Here’s the dirty secret – which isn’t a secret: Congress does not directly control monetary policy – nor does the president, nor any other elected official. Instead, since 1913, monetary policy has been under the purview of the Federal Reserve – currently under the chairmanship of Ben Bernanke, in concert with a less well-known board of governors.

Originally, the Federal Reserve was founded in 1913 to take the edge off of the severe booms and busts that plagued Americans following the Civil War and through the turn of the century. These radical inflationary and deflationary cycles were wreaking havoc on workers, laborers, farmers and bankers alike.
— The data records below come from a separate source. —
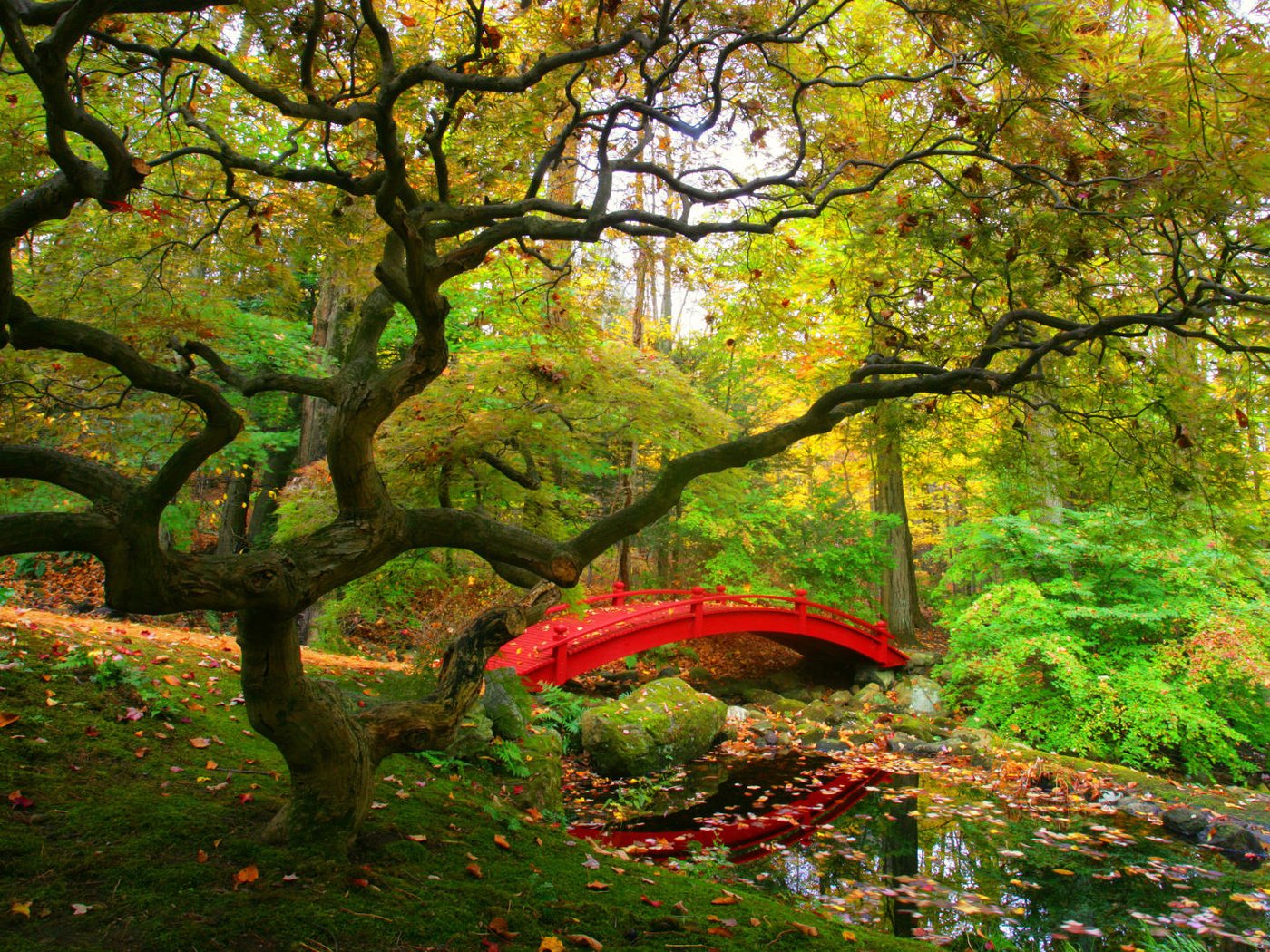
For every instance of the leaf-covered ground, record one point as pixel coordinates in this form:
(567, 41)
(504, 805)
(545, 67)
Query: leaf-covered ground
(136, 793)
The Federal Reserve came about with a mission to act as a counterweight – moderating runaway growth cycles, and helping to stimulate the economy  during down times.
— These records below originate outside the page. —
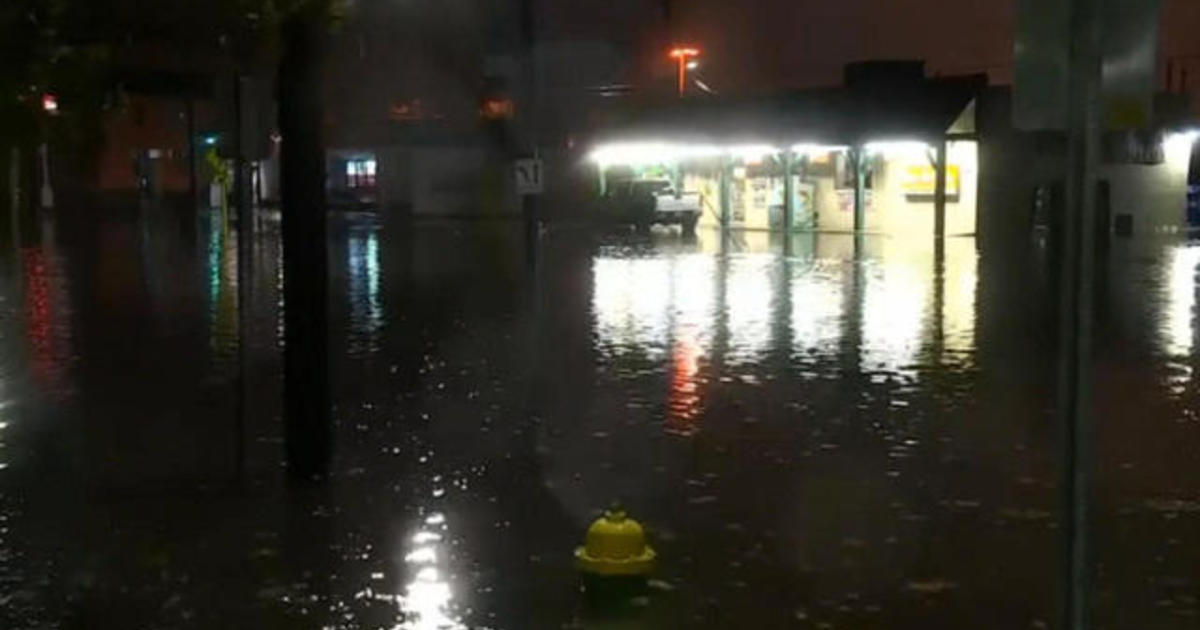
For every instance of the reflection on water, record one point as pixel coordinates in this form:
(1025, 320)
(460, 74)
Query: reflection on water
(696, 307)
(366, 306)
(807, 430)
(427, 601)
(1180, 309)
(47, 315)
(222, 274)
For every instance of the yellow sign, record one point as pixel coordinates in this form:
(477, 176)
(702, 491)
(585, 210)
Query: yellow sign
(922, 180)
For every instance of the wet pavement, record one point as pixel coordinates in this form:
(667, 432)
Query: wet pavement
(814, 437)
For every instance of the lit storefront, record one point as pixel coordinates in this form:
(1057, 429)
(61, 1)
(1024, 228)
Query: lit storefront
(832, 160)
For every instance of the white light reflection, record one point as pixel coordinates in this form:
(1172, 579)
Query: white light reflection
(894, 149)
(816, 309)
(630, 301)
(894, 303)
(663, 309)
(1179, 321)
(427, 603)
(748, 301)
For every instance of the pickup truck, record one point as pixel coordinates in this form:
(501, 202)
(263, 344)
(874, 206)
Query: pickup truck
(652, 201)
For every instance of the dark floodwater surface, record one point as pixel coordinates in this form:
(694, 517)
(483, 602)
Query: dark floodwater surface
(813, 438)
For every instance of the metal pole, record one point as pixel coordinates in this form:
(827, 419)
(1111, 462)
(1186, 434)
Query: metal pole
(941, 168)
(306, 400)
(1075, 315)
(726, 192)
(191, 150)
(245, 243)
(789, 191)
(683, 75)
(859, 161)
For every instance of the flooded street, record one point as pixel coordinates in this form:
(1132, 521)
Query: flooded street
(814, 436)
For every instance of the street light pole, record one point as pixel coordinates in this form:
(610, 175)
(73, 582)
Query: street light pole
(683, 54)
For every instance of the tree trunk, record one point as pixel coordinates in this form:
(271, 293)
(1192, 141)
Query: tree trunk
(306, 406)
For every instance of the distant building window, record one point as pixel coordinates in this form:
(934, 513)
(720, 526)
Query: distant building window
(360, 173)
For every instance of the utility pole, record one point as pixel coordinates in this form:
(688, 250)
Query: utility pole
(1075, 306)
(306, 405)
(245, 277)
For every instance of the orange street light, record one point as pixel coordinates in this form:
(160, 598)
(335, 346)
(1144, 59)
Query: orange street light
(682, 55)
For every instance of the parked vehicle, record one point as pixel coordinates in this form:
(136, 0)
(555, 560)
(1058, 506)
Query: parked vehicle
(646, 202)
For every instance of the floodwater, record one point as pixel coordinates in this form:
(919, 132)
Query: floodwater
(813, 437)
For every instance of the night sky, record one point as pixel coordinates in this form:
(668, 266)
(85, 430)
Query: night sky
(761, 45)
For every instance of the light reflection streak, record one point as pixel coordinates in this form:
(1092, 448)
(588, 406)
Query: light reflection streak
(663, 309)
(816, 310)
(894, 303)
(427, 601)
(1179, 321)
(748, 301)
(363, 264)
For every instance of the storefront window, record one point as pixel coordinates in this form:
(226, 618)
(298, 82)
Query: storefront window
(360, 173)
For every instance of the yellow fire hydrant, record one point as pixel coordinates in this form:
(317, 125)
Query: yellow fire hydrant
(616, 547)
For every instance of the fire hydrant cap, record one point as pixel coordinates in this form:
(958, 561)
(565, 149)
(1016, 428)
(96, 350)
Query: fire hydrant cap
(616, 546)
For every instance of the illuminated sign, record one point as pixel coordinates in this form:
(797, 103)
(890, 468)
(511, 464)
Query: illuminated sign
(921, 180)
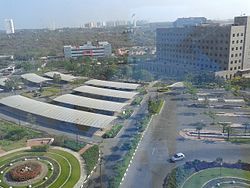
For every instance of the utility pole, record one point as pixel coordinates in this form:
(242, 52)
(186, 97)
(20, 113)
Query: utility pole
(101, 168)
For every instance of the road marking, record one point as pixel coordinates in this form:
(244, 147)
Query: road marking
(153, 151)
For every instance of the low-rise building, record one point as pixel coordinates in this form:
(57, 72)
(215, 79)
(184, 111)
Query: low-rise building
(102, 49)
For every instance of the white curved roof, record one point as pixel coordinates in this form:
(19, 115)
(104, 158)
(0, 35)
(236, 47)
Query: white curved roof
(90, 103)
(106, 92)
(110, 84)
(32, 77)
(64, 77)
(57, 112)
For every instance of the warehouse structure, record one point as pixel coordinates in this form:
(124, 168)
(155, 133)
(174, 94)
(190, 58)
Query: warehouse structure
(105, 94)
(34, 78)
(113, 85)
(64, 77)
(3, 81)
(60, 117)
(90, 104)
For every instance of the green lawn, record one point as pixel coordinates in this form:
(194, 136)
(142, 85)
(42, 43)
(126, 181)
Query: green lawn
(13, 136)
(197, 180)
(69, 166)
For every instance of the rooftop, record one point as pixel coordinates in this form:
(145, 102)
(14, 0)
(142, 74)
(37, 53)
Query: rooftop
(110, 84)
(31, 77)
(64, 77)
(90, 103)
(57, 112)
(106, 92)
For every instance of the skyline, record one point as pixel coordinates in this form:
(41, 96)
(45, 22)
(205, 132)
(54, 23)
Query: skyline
(31, 14)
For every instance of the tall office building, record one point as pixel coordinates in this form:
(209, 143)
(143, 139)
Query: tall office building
(222, 49)
(102, 49)
(9, 26)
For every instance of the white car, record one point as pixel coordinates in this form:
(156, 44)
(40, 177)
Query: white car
(178, 157)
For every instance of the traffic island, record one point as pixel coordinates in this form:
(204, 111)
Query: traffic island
(209, 174)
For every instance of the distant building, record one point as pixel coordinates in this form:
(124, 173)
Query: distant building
(220, 49)
(9, 26)
(191, 21)
(102, 49)
(90, 25)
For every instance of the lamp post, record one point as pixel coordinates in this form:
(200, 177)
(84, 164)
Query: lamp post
(101, 158)
(220, 168)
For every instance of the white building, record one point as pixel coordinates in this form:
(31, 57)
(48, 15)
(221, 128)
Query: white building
(102, 49)
(9, 26)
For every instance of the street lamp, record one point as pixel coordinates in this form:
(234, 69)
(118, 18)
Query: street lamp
(220, 168)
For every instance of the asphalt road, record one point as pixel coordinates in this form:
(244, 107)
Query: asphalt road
(150, 165)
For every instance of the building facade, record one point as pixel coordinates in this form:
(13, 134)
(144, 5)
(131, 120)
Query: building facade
(9, 26)
(102, 49)
(222, 49)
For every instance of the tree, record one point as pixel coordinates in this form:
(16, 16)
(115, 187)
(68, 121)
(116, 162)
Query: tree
(199, 127)
(246, 124)
(31, 119)
(212, 115)
(229, 130)
(224, 125)
(57, 78)
(11, 84)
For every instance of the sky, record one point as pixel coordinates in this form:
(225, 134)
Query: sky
(28, 14)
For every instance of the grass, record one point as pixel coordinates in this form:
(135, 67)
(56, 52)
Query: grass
(137, 100)
(50, 91)
(240, 141)
(13, 136)
(66, 161)
(154, 106)
(113, 131)
(202, 177)
(90, 157)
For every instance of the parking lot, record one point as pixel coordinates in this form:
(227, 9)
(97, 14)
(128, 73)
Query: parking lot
(151, 162)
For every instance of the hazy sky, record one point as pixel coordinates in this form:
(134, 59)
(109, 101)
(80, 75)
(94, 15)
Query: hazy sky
(68, 13)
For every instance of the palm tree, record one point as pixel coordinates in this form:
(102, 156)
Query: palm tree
(229, 131)
(224, 125)
(199, 127)
(246, 124)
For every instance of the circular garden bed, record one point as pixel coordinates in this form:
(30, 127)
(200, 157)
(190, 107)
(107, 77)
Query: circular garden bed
(53, 168)
(209, 174)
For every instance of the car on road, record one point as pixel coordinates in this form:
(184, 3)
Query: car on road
(177, 157)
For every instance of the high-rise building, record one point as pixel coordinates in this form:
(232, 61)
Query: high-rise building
(191, 21)
(222, 49)
(9, 26)
(102, 49)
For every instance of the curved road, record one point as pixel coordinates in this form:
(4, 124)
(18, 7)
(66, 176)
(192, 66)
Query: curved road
(150, 164)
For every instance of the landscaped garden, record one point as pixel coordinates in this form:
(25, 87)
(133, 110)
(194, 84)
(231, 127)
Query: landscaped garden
(13, 136)
(208, 174)
(30, 168)
(90, 157)
(112, 132)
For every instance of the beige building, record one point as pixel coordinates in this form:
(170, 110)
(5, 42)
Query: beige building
(222, 49)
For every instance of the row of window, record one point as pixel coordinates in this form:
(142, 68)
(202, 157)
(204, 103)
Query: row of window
(172, 46)
(236, 55)
(235, 68)
(237, 41)
(236, 48)
(235, 61)
(238, 34)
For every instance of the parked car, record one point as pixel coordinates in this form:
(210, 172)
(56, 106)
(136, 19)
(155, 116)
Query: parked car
(177, 157)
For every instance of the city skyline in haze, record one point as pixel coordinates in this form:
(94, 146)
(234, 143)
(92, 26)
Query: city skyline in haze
(29, 14)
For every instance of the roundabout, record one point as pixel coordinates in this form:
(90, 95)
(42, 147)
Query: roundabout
(53, 168)
(218, 177)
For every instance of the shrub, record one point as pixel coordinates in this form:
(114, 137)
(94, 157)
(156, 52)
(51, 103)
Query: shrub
(42, 148)
(90, 157)
(112, 132)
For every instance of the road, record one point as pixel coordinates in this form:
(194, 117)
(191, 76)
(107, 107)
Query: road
(150, 165)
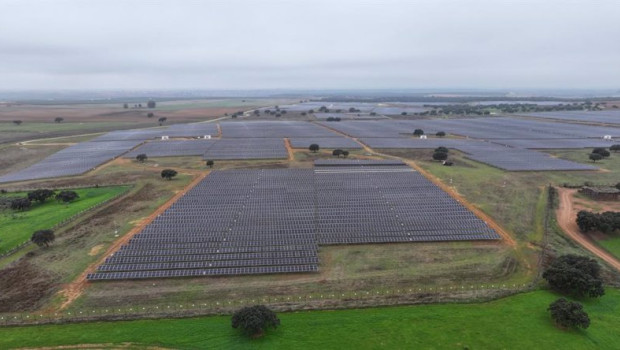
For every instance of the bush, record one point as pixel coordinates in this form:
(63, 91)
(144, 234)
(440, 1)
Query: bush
(254, 320)
(440, 156)
(575, 275)
(569, 314)
(168, 174)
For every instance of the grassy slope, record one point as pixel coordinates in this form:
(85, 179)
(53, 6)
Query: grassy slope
(17, 227)
(517, 322)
So how does the Fed do it? Mostly by controlling

the money supply:

Buying and Selling Treasuries

Inflation is the result of too much money chasing too few goods.  If the Fed senses inflation, they can take money out of the economy by selling Treasury bonds. Any money they receive is essentially retired from circulation.

Similarly, if the Federal Reserve wants to stimulate the economy, they can increase the money supply – by buying Treasury bonds. The Reserve then credits the sellers’ balance sheets – and allows them to lend money against those reserves – magnifying the infusion of cash, and increasing the money supply.
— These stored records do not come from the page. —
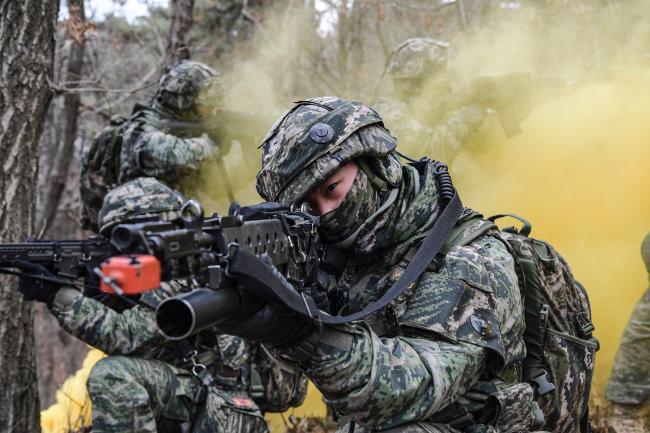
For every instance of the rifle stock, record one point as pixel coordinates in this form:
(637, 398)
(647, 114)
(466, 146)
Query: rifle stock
(271, 237)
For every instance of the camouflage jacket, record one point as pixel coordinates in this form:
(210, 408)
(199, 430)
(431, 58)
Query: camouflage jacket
(149, 148)
(133, 332)
(441, 141)
(436, 352)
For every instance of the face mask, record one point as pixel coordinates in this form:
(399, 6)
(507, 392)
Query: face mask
(361, 201)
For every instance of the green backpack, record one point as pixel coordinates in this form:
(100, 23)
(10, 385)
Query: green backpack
(99, 171)
(560, 346)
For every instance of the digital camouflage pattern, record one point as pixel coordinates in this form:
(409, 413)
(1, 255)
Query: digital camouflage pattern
(190, 91)
(289, 147)
(150, 148)
(152, 370)
(629, 382)
(145, 385)
(141, 197)
(418, 58)
(440, 130)
(186, 87)
(559, 333)
(99, 165)
(162, 398)
(420, 364)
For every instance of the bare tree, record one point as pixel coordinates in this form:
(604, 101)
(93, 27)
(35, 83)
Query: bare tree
(27, 52)
(58, 169)
(180, 33)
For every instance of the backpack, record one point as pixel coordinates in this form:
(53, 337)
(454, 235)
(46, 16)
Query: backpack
(560, 347)
(99, 171)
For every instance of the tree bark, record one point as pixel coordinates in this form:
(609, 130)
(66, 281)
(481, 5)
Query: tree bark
(180, 33)
(27, 52)
(57, 172)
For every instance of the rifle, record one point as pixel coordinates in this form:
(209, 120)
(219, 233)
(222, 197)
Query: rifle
(261, 242)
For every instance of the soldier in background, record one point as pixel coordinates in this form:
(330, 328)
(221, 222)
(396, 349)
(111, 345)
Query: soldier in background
(433, 112)
(629, 384)
(210, 382)
(168, 139)
(411, 366)
(153, 142)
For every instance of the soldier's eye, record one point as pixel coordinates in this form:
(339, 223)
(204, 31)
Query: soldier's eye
(331, 187)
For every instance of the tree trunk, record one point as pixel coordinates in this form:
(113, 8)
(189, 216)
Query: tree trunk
(58, 170)
(180, 33)
(27, 52)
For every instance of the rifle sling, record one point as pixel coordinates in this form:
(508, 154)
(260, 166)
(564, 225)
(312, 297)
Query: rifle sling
(252, 269)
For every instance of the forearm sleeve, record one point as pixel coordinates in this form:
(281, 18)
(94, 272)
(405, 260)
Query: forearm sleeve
(284, 386)
(384, 382)
(129, 332)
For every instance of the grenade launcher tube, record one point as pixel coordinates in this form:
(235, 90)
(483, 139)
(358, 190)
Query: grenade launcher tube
(181, 316)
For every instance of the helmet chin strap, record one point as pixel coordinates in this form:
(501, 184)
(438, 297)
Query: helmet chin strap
(345, 243)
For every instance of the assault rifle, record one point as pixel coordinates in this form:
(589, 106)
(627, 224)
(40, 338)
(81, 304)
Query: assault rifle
(215, 254)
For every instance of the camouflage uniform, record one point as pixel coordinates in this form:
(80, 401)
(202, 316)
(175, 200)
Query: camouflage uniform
(147, 383)
(440, 134)
(428, 361)
(629, 384)
(152, 148)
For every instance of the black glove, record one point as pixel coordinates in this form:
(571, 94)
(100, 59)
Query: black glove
(34, 289)
(273, 324)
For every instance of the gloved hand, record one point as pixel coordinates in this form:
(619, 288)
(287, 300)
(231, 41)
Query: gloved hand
(34, 289)
(273, 324)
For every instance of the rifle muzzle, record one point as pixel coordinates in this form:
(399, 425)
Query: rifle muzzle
(181, 316)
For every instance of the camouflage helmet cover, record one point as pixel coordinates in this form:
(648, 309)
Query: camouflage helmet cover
(316, 137)
(187, 85)
(141, 197)
(418, 58)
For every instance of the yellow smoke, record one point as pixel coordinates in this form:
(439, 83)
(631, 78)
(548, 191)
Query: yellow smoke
(71, 412)
(580, 172)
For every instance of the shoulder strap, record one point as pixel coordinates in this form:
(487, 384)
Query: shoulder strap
(252, 269)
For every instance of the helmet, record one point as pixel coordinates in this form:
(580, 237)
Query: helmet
(316, 137)
(418, 58)
(141, 197)
(186, 86)
(645, 251)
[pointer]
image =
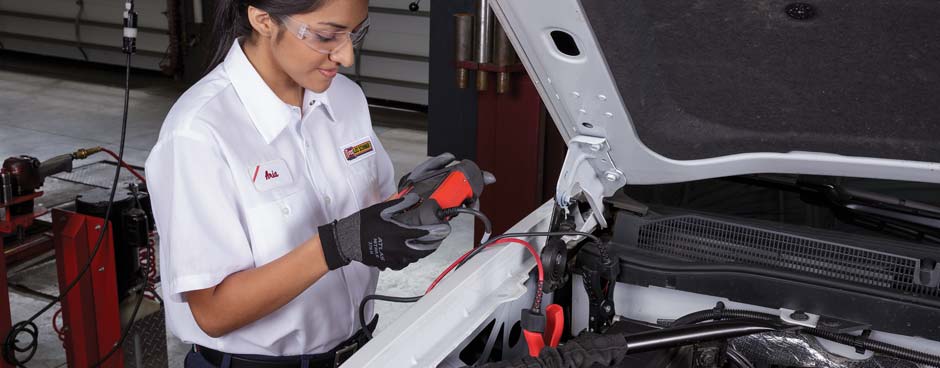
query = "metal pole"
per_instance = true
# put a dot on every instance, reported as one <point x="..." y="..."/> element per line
<point x="464" y="42"/>
<point x="484" y="42"/>
<point x="505" y="56"/>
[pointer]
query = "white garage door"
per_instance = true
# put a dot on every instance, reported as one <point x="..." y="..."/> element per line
<point x="393" y="62"/>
This, in turn, makes it easier for borrowers to get credit.

The Federal Reserve has lately been increasing the money supply on a massive scale, in response to the fallout from the mortgage crisis. Normally, this is inflationary. But the Federal Reserve did so in order to prevent (they think) a massive deflationary cycle as a result of the collapse of the real estate and mortgage world.

Bank Reserve Requirements

The Federal Reserve can also encourage more or less lending by increasing bank reserve requirements. For example, the Federal Reserve could slow lending down – while shoring up bank stability – by requiring them to have six cents on hand for every dollar loaned out instead of four.

There’s a cost for this, though: If it gets too difficult to borrow, businesses don’t get opened, cars and homes don’t get financed, and workers lose their job.

The second major mechanism the Fed uses to impact monetary policy is setting the rate at the discount window. This is the rate the Fed charges banks to borrow overnight to maintain their reserve requirements – and it affects the Reserve Rate, which is the rate banks charge each other to provide overnight loans.

The lower the reserve rate, the easier it is to borrow – and the more banks are willing to lend, all else being equal. But if they get too willing to lend, then inflation heats up. If inflation rises above interest rates, it doesn’t pay to save.

The result is a massive transfer of wealth from savers to borrowers – which ultimately discourages investment and slows down the economy.

The Federal Reserve, then, is constantly walking a tightrope between trying to encourage reasonable growth and a very modest rate of inflation, without restricting too much and sending the economy into recession.

So Who Benefits? Borrowers vs. Savers

When it comes to monetary and fiscal policy, where you stand depends a lot on where you sit.

If you’re a net borrower – that is, if your balance sheet consistently shows you have borrowed more cash than you have on hand in financial instruments – you benefit from “easy money.” That is, you benefit from low interest rates, and policies that encourage growth even at the expense of accepting inflation.

This isn’t limited to credit card users and irresponsible borrowers. If you borrow a lot to finance your farming operation, or you borrowed to fund college, or real estate, or a small business, you’re in the same boat. Inflation lets you borrow today’s big dollars, and pay back smaller dollars tomorrow. If inflation is higher than your interest rate, you win,

If you’re a net lender, on the other hand, the opposite is true. Low interest rates hurt the returns you get on your savings – and allowing inflation to eat away at your wealth. High interest rates, however, go into your pocket – ideally to reinvest! This is true of anyone who lends, saves or invests more than they borrow.

And neither party is a reliable ally. For either of you.